Now most young people do not want something that has been previously owned. They want it to be new and shiny and sadly do not appreciate the craftsmanship that went into the making of furniture years ago.

Man's greed is also responsible for the destruction of some beautiful silver tea-sets, when the price of silver rose to such alarming heights sets were bought just in order to be melted down. They can never be replaced.

Ian said sadly he could not predict what would be the next big thing, although he did say that the newly wealthy Chinese continue to want to buy back their heritage.

As for members, one or two pieces were worth a few hundred pounds but most of it fell into £10 to £20 category.

As Ian said, they were display pieces found in display cabinets and people these days are more minimalist; they don't have display cases, let alone the things to put in them!

The competition, which Ian kindly judged, was for an unusual coin – 1, Shirley Ball; 2, Pauline Trudgeon; 3, Wendy Hoare.

Birthday posies were given to Pauline Trudgeon, Pam Griggs, Jenny Shilabere and Jenny Skipp.

Trevone

A PACKED WI hall greeted Ian Wilsher when he arrived to tell members about his newspaper archive business in Truro.

He remarked how difficult it had been, initially, to name the venture. There were some witty ideas such as "the man who spoke volumes" before he eventually chose Papers Past.

They have 150 to 200 tonnes of newspapers in stock at any one time. These are sourced from a bewildering array of places: from house renovations, Exchange and Mart, hidden under wallpaper or old lino and from private collections.

Some are very recent which are purchased in bulk from newsagents so that Papers Past is able to supply date-of-birth newspapers for new babies, for christenings, wedding presents, etc.

The business has even featured on television programmes; for instance, Hoarders.

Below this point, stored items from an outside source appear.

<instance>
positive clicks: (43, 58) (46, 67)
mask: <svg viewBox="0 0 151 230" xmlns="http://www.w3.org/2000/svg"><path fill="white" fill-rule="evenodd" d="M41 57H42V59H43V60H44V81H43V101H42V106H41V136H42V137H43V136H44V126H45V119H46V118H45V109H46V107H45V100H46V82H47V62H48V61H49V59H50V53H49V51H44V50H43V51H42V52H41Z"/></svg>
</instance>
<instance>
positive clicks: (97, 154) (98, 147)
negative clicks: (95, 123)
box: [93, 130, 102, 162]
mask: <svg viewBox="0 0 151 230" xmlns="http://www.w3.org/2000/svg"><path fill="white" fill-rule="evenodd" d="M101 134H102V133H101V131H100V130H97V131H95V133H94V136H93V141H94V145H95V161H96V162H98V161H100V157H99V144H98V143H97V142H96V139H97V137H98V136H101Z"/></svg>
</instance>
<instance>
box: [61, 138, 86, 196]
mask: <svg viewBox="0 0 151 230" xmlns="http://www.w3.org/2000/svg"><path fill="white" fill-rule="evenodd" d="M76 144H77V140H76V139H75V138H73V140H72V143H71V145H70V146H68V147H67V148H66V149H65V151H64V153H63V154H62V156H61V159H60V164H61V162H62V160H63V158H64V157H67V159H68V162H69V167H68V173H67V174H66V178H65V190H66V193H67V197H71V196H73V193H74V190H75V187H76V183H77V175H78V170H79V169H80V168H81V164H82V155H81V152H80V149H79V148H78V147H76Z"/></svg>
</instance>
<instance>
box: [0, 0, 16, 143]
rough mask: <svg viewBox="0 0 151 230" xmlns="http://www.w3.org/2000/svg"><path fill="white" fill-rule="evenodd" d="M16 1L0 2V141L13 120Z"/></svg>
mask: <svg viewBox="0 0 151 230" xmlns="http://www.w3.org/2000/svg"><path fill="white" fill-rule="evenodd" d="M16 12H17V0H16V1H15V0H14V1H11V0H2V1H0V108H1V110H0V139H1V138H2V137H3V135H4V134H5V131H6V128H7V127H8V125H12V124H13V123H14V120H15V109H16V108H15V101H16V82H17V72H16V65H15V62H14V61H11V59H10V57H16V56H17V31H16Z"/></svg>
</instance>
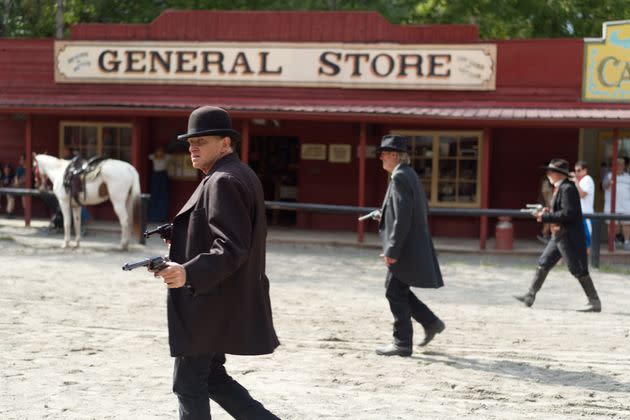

Ian was so enthusiastic about his collection it was infectious. He picked out selected articles from old newspapers, demonstrating the similarities in the pomp and pageantry between the Diamond Jubilee of Queen Victoria and of our current Queen, Elizabeth.

He took members swiftly through the last century, reading excerpts from The Times and highlighting key events: royal weddings, adverts for the ill-fated voyage on the Titanic, the Coronation and the four-minute mile of Roger Bannister, to name but a few.

Everyone was enthralled by the old adverts from the Picture Post. Many members remembered being urged to buy Cadbury's chocolate, fruit gums, Booth's gin and Double Diamond ... and not only knew the pictures but could recite the captions too.

Members were all given a freebie bag – made of newspaper, what else?

It is possible to buy a beautiful presentation-packed paper for a particular date, or a dated birthday book. It makes a change from a conventional birthday card!

Members were invited to examine the papers themselves, including very heavy bound volumes.

Sue Hollingsworth conveyed members' thanks to Ian. He had held members all spellbound with his highly entertaining and most unusual talk.

The competition, for an old postcard was won by Jean Spencer; second was Brenda Trenouth and third, Liz Buckingham.

Spring was in the air on the Flower Of The Month table: the winner was Liz Buckingham, second was Moira Gill and third, Juliet Heyes.

A brief business meeting included an appeal for members to consider joining the hardworking committee. One person has already had her arm twisted and is recovering the use of the tortured limb, joked the president.

Finances are healthy, it was pleasing to hear.

The next meeting will be the annual meeting, at which a range of home-made cakes will be served after the business has concluded.

Members are hoping to hear lots of new ideas for the future programme such as trips or craft days; so come along to Trevone WI hall at 2.15pm on March 20. Members guarantee a warm welcome and a slice of cake!